Gaza: gruppo salafita sequestra il blogger Vittorio Arrigoni (Video)

L’ultimo contatto con i suoi diecimila ammiratori, che lo seguono sul social network Facebook, Vittorio Arrigoni lo ha avuto ieri alle ore 19.12: in un messaggio pubblicato sulla bacheca virtuale, il blogger, che da anni vive la realtà palestinese nella Striscia di Gaza, dava la notizia della morte di quattro palestinesi avvenuta all’interno di uno dei tunnel scavati nei pressi di Rafah, al confine con l’Egitto, con l’obiettivo di far entrare di contrabbando beni di prima necessità come «animali, alimenti, cemento» e aggirare così l’embargo imposto da Israele.
Vittorio Arrigoni, blogger prima per passione e poi di professione, non ha più potuto aggiornare i propri lettori perché questa mattina è stato rapito da un gruppo salafita che, dopo aver rivendicato il gesto, ha fatto sapere che il trentaseienne italiano verrà ucciso qualora non vengano rimessi in libertà tutti i detenuti salafiti che si trovano nelle carceri di Hamas, il partito politico che governa sulla Striscia di Gazza.

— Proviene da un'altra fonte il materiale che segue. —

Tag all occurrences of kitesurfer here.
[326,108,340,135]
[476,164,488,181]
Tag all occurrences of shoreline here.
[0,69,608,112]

Il video su Youtube – La prova che Arrigoni sia in pericolo è giunta tramite una registrazione pubblicata su Youtube dai rapitori: un lungo testo scritto in lingua araba scorre per tre minuti accanto al volto bendato del blogger su cui è evidente una ferita all’altezza della tempia destra. Nel messaggio di rivendicazione, il nostro Paese viene definito come uno «staterello infedele, il cui esercito è presente ancora nel mondo islamico», mentre l’ostaggio sarebbe colpevole di aver portato a Gaza la corruzione morale.
In verità, Arrigoni è sempre stato vicino al popolo palestinese anche nei momenti più bui come quello vissuto a cavallo tra la fine del 2008 e il gennaio del 2009 quando l’esercito israeliano mise sotto assedio l’intera Striscia di Gaza con la tristemente rinomata operazione ‘Piombo fuso‘.
Dalla Farnesina, intanto, viene fatto sapere che l’Unità di crisi è già in contatto con la famiglia di Arrigoni e che ci si attiverà con tutti i mezzi a disposizione per ottenere il rilascio del blogger. Ma con il passare delle ore l’ansia sale e nella mente di chi continua a scrivere messaggi di solidarietà sulla bacheca di Arrigoni torna la memoria di Enzo Baldoni, il giornalista freelance ucciso in Iraq nel 2004.